"There is no reason, if I am no more to you than others."

"More? What does that imply? Oh! you mean because we knew each other so early in life, because we were friends when we were both young? But what does that signify? What is youthful friendship? And do we remain the same? You have done so perhaps, at least in the principal thing, but I certainly have not; I resemble the Cecilia of those days as little as--as reality resembles our dreams; and besides--I am married; a wife needs no friend, has no friend, if she loves her husband, and if she does not--"

"Let us suppose the latter case," said Gotthold, as Cecilia suddenly paused.

"The case is not so simple as it seems," she answered, examining the stitches in her sewing; "yes, many cases may be imagined. For instance, it is very probable that he loves her, and even a woman of very little nobility of character is rarely insensible to and ungrateful for true love; but granted that he does not love her, loves her no longer, perhaps never has loved her--well, then everything will depend upon how the wife is constituted. Perhaps she is not proud, and therefore not ashamed to confess her unhappiness to a friend, who might then venture to become her lover; or if she is proud, she will do--I know not what, but certainly she would conceal herself in the deepest chasm in the earth, rather than give way and say, no matter to whom, I am unhappy!"

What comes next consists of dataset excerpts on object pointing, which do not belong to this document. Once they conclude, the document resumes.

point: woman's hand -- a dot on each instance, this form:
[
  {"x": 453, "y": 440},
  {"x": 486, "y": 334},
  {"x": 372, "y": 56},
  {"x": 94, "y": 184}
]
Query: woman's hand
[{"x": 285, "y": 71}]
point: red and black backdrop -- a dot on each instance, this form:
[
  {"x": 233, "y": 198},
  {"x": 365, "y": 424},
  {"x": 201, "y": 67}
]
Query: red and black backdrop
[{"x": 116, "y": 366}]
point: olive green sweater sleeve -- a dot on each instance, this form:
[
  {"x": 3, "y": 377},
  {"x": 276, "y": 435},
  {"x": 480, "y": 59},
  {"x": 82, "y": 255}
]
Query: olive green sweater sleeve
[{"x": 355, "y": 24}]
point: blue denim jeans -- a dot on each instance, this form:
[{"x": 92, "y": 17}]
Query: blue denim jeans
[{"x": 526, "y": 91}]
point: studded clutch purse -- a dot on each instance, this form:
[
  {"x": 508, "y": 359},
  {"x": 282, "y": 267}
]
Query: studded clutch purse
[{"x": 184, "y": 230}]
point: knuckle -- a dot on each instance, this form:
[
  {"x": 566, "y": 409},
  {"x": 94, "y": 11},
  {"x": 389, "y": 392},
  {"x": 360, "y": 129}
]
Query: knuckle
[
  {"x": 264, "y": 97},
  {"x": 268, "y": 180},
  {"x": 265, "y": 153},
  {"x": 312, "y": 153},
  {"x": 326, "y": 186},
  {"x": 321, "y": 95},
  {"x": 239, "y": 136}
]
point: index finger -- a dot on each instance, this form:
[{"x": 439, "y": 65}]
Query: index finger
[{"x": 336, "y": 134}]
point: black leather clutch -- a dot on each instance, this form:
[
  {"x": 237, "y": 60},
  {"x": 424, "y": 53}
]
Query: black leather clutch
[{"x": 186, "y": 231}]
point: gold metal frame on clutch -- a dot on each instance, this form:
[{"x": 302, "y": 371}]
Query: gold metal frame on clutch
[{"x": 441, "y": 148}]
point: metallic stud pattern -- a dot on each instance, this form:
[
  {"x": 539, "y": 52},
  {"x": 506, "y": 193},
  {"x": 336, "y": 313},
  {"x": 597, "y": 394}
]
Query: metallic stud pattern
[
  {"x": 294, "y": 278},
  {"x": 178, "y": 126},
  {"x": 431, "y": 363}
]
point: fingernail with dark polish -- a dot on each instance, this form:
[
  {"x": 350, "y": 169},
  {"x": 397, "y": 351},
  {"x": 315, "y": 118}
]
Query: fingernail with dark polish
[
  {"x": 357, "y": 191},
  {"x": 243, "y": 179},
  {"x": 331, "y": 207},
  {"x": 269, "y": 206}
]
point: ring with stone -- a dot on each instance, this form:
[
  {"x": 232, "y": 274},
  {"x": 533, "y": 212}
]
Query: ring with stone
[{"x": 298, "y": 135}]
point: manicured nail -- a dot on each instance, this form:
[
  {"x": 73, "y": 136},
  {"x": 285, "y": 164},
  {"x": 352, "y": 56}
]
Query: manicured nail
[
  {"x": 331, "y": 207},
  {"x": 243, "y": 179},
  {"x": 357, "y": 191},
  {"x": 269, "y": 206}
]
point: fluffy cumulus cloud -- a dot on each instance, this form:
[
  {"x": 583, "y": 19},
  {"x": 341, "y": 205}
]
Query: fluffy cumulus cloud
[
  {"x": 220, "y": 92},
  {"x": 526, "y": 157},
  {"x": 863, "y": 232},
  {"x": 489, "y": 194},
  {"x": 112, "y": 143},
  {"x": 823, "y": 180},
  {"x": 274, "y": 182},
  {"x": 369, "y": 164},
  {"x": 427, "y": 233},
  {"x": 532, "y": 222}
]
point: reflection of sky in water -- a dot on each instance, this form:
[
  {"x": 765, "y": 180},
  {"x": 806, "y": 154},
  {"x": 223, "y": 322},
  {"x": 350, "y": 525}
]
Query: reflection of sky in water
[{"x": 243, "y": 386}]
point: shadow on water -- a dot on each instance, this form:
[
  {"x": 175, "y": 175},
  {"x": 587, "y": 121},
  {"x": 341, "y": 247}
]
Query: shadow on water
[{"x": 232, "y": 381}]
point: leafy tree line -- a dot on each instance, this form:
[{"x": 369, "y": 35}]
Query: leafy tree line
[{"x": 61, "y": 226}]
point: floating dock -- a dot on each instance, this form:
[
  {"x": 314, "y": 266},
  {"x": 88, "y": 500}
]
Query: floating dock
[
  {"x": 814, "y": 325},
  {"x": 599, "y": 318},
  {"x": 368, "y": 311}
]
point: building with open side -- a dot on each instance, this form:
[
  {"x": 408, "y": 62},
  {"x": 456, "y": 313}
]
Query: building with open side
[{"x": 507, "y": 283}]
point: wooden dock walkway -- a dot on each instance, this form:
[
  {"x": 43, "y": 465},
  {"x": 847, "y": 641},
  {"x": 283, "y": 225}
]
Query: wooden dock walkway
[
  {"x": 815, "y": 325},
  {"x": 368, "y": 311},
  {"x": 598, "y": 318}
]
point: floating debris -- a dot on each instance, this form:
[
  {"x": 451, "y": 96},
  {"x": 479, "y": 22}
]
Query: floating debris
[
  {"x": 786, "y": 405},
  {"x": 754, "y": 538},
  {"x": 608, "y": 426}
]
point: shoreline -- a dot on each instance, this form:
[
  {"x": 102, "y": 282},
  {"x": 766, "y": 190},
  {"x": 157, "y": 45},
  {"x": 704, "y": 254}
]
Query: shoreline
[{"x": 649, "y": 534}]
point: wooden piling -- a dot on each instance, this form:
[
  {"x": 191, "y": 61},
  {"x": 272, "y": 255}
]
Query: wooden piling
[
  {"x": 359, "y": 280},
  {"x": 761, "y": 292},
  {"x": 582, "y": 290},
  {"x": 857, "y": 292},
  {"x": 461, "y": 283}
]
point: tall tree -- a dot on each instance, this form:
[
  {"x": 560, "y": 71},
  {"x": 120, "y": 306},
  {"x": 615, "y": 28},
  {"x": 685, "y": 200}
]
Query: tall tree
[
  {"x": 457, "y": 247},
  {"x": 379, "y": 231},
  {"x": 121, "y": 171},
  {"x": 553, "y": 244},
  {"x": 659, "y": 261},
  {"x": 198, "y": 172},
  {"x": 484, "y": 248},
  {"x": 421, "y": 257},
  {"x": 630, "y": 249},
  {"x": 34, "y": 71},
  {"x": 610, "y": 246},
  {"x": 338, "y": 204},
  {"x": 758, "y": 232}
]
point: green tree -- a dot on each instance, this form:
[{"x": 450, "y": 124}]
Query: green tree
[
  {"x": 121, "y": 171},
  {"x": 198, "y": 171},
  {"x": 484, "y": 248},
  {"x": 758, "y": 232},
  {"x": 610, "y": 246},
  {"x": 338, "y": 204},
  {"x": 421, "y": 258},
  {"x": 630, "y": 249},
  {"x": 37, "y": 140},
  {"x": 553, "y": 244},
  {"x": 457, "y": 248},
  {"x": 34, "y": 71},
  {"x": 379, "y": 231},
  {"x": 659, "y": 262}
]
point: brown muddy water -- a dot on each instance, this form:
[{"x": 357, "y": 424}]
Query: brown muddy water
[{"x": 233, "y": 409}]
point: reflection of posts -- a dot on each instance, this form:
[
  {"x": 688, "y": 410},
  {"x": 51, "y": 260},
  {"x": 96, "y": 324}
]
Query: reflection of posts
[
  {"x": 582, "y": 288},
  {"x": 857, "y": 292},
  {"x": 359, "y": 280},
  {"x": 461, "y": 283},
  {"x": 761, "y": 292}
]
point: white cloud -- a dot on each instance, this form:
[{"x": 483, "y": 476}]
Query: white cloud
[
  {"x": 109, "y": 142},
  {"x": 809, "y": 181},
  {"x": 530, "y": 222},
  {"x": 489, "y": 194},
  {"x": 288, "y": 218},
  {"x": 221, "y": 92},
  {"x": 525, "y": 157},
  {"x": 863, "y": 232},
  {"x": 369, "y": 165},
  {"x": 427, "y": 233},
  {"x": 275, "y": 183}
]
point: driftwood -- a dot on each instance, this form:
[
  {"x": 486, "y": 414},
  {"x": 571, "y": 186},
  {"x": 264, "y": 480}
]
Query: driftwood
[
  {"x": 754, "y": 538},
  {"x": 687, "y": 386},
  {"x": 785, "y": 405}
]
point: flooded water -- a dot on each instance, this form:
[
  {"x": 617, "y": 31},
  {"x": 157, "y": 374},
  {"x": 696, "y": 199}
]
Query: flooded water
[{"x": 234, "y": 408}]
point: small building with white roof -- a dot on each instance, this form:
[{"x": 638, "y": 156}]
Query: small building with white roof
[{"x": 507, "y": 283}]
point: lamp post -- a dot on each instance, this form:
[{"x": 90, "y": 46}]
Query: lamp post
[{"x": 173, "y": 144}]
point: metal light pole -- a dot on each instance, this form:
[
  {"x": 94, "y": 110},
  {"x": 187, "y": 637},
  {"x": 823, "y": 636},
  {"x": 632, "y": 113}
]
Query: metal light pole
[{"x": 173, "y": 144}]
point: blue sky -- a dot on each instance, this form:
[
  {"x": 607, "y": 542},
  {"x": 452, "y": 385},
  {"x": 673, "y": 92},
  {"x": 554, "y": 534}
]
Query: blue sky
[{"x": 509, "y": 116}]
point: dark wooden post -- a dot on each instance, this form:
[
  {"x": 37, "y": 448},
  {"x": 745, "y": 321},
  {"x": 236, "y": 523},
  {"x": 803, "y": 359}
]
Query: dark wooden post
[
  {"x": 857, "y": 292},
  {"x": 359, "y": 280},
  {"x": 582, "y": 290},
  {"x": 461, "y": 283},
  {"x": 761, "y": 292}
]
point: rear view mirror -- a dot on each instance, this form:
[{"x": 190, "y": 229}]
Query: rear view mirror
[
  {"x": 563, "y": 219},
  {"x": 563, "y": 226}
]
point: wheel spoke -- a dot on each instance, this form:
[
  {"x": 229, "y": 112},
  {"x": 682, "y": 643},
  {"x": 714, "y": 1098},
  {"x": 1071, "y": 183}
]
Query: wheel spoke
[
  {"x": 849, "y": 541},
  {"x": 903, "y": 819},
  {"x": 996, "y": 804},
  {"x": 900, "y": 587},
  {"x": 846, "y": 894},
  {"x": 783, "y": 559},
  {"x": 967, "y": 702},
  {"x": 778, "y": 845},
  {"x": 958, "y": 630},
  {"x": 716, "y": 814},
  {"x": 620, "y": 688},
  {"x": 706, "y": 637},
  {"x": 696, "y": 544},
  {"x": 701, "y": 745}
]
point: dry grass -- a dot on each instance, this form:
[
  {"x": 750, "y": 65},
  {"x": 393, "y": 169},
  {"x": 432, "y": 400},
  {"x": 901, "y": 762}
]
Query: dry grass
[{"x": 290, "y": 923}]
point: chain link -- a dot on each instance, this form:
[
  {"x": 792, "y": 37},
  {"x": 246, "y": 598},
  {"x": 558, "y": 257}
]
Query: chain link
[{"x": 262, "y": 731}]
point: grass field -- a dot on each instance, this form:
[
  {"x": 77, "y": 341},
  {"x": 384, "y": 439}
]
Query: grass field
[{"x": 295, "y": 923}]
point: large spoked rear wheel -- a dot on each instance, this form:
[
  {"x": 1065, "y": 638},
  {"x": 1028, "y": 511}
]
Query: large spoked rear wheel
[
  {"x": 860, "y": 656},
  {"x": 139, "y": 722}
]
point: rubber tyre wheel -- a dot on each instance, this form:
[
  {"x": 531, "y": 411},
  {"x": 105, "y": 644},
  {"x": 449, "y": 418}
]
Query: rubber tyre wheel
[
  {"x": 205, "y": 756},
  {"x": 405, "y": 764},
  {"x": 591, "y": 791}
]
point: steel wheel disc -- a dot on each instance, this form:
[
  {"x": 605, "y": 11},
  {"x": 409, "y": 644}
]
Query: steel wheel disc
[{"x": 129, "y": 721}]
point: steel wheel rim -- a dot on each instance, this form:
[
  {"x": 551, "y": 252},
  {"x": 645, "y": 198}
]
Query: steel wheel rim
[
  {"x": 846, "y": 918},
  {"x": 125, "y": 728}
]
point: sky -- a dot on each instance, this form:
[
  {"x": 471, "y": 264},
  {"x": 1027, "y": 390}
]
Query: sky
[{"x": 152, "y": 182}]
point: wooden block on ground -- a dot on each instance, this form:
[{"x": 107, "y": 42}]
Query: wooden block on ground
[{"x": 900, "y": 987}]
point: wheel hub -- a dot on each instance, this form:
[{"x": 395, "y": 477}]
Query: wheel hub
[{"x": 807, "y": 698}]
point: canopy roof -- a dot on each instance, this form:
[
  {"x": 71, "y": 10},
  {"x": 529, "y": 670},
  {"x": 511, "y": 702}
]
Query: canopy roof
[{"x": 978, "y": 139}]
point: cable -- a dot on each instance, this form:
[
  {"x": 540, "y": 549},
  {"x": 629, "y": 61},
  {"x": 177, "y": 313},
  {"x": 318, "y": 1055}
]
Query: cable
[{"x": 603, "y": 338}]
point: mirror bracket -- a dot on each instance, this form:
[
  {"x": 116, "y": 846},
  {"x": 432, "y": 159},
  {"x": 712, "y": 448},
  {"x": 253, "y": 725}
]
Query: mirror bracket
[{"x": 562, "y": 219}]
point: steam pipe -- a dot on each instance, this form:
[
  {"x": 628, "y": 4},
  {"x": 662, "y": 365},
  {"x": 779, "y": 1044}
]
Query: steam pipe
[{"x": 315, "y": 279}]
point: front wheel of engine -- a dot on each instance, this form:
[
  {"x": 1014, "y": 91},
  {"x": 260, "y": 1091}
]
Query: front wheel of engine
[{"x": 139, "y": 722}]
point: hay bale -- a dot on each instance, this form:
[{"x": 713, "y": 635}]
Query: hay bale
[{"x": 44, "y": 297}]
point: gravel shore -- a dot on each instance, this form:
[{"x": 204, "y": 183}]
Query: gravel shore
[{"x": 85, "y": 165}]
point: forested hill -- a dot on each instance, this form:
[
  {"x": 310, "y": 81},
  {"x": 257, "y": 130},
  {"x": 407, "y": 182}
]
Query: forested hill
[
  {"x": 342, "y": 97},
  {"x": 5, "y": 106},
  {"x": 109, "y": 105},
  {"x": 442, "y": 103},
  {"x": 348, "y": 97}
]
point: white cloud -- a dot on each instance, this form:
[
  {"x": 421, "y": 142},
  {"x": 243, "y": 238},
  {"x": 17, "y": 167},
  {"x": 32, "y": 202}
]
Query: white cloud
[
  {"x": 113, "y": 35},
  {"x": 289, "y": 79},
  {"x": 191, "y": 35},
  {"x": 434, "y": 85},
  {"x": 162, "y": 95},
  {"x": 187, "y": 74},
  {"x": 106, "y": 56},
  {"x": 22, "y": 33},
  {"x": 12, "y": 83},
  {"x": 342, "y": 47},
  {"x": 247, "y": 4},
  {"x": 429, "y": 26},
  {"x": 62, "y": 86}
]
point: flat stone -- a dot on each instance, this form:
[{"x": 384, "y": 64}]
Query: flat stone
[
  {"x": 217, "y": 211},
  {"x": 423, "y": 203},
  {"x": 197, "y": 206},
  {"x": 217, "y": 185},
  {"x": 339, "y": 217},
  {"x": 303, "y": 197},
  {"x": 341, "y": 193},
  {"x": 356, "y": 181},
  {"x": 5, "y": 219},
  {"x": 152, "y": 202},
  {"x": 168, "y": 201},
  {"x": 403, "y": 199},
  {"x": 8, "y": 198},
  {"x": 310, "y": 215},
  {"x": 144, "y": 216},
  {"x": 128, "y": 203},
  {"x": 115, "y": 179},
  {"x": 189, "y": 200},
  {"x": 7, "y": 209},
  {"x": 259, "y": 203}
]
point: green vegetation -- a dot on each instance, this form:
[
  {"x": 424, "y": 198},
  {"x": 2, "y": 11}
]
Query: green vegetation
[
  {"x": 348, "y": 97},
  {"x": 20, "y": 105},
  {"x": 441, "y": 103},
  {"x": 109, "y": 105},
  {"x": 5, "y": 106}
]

"And if that is not necessary, if her misery is written on her brow, looks from her eyes, speaks in every tone of her voice?"

Something flitted over Cecilia's face like the shadow of a cloud; but she smoothed her work with special care, as she answered in a passionless, almost monotonous voice:

"Who can say that? Who is so wise that he can read upon the brow of any human being the thoughts that are passing within, without ever deceiving himself or making another's face the mirror of his own beloved vanity? But we have fallen into a very disagreeable conversation. Tell me, instead, where you are going when you leave here, and where you expect to live in future? You will not return to Italy? It seems to me you told me so a short time ago."

"Thanks for your interest in me," replied Gotthold, with trembling lips; "but I have made no definite plans as yet. When I left Rome, it was certainly with the desire to remain here in the North, at least for some time, and try whether home could ever become home again to me; but the attempt will probably not succeed, nay, I think has already failed."

"It seems to me that this is rather too soon to decide such a question," said Cecilia; "but the matter is probably of importance only to us; you fortunate artists have your home in your art, and you take that with you wherever you turn your steps."

"And yet, I think, we can have our art only at home," replied Gotthold.